Description
Date depot: 1 janvier 1900
Titre: Theory and practice of scalable machine learning algorithms
Directeur de thèse:
Pietro MICHIARDI (Eurecom)
Domaine scientifique: Sciences et technologies de l'information et de la communication
Thématique CNRS : Non defini
Resumé:
The amount of data created each second in our world is exploding. E-commerce, Internet security and
financial applications, billing and customer services – to name only a few examples – will continue to
fuel exponential growth of large pools of data that can be captured, communicated, aggregated, stored,
and analyzed. As companies and organizations go about their business and interact with individuals,
they are generating a tremendous amount of digital footprints, i.e., raw, unstructured data – for example
log files – that are created as a by-product of other activities.
The use of these huge quantities of data is considered today as a key basis of competition and growth:
companies failing to develop their analysis capabilities will fail to understand and leverage the big
picture hidden in the data, and hence fall behind.
The current state-of-the-art already offers a set of approaches to tackle such large-scale data processing
problems, like commercial databases (Oracle Big Data), public cloud services (Amazon Elastic
MapReduce) and open-source projects (Hadoop).

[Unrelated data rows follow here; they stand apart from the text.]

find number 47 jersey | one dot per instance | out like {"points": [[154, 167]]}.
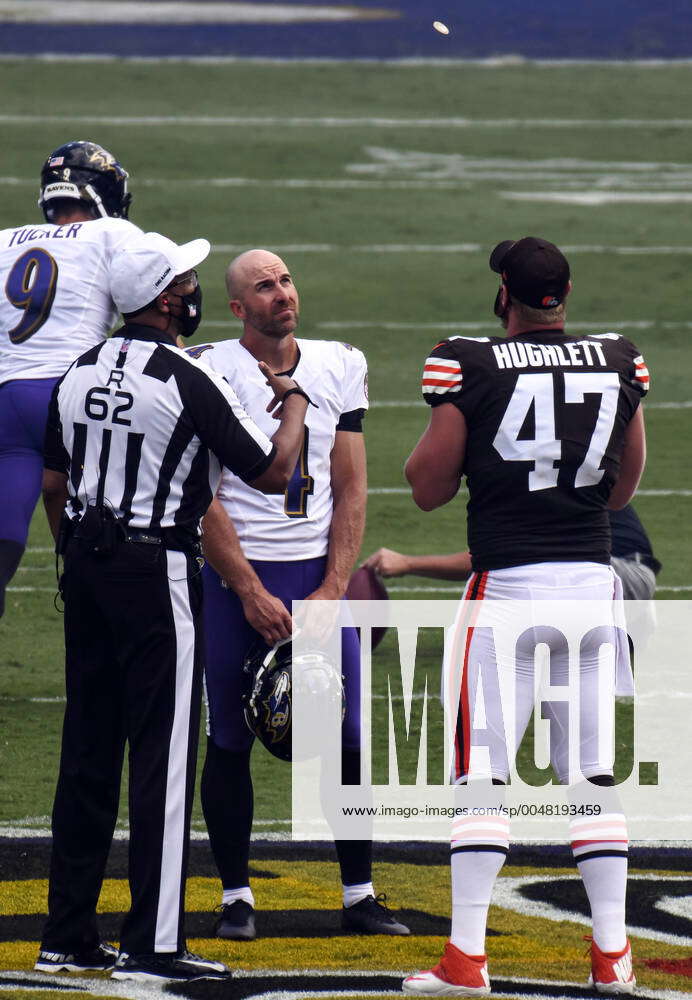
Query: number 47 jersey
{"points": [[55, 300], [546, 414]]}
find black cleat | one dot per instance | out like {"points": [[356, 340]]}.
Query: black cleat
{"points": [[164, 967], [236, 922], [371, 916], [98, 959]]}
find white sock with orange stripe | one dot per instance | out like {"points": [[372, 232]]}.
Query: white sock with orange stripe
{"points": [[479, 849], [473, 878], [599, 845]]}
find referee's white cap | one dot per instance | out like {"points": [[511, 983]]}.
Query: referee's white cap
{"points": [[146, 265]]}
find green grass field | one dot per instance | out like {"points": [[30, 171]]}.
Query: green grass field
{"points": [[384, 187]]}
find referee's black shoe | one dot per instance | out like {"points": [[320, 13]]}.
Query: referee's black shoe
{"points": [[371, 916], [236, 922], [168, 967], [98, 959]]}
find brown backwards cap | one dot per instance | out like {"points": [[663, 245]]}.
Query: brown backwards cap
{"points": [[534, 270]]}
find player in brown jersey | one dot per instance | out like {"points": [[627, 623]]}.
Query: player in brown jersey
{"points": [[547, 429]]}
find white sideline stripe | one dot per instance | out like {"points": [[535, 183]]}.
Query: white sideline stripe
{"points": [[507, 893], [462, 183], [445, 248], [458, 590], [166, 930], [418, 403], [392, 590], [612, 325], [349, 184], [601, 197], [341, 121], [510, 60], [138, 12]]}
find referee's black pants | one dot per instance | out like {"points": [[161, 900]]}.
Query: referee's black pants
{"points": [[134, 660]]}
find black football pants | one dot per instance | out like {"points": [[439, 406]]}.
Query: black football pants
{"points": [[133, 642]]}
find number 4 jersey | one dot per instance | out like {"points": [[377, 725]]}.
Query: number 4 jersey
{"points": [[55, 300], [294, 525], [546, 414]]}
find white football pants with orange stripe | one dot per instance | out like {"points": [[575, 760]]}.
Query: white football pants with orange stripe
{"points": [[502, 660]]}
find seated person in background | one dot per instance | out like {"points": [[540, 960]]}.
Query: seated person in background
{"points": [[632, 559]]}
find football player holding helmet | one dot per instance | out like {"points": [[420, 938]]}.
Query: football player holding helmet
{"points": [[273, 674]]}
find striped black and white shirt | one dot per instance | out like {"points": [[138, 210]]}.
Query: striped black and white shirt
{"points": [[138, 425]]}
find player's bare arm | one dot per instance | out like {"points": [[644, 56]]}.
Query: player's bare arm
{"points": [[434, 466], [221, 547], [631, 462], [451, 566], [288, 438], [54, 498], [349, 489]]}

Nevertheless, designing scalable machine learning algorithms, that are able to discover compelling
knowledge from these huge amounts of data, remains a hard problem. The high complexity of above
mentioned execution frameworks, makes the design of such efficient algorithms complicated.

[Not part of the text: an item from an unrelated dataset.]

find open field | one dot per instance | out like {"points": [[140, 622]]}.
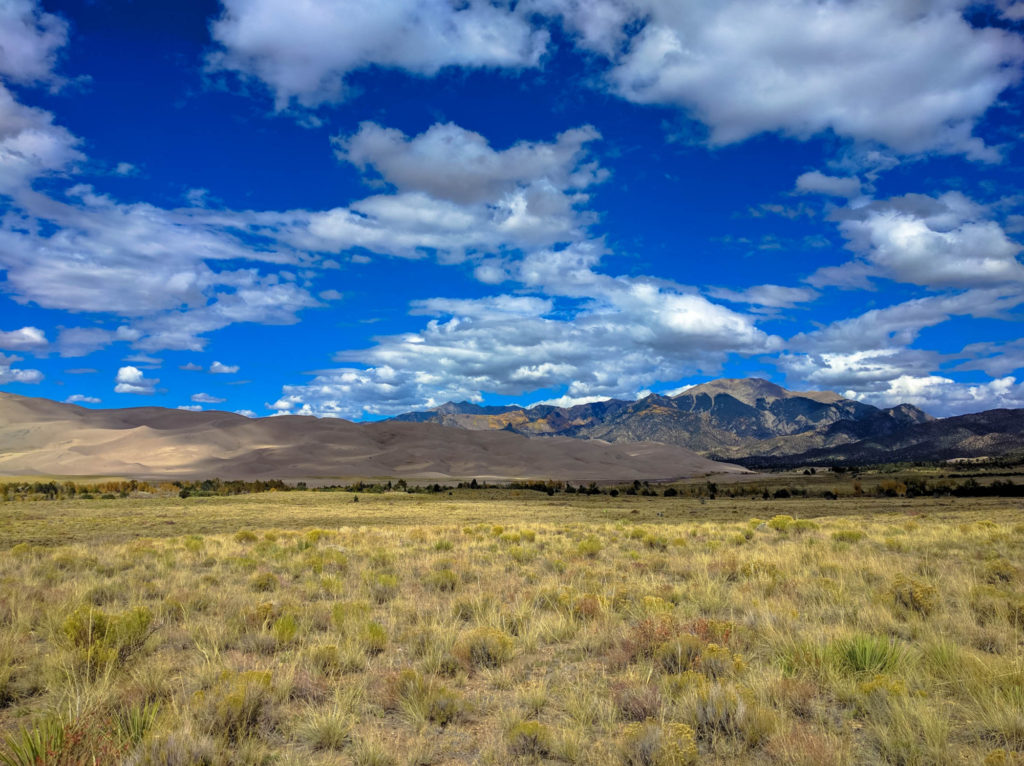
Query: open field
{"points": [[504, 627]]}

Moreover, the optimization of these algorithms requires to understand the cost of these algorithms,
which is also quite challenging. Finally, these systems make the implementation of even simple
algorithms intricated.
For example, implementations of even simple clustering algorithms that are largely used in many fields
are inefficient and do not make an appropriate use of the underlying system resources (see for example
the Mahout project).
Therefore, the goal of this Thesis will be to develop highly scalable, optimized and reusable machine
learning algorithms to process and interact with large amounts of data. The Thesis will not only focus
on algorithm design, but also on the understanding and modelisation of the cost and bottlenecks of
these algorithms. More generally, the Thesis should study the global purpose of these algorithms: does
processing more data leverage more valuable knowledge, and do complicated distributed algorithms
provide benefits compared to more simple algorithms?
Doctorant.e: Debatty Thibault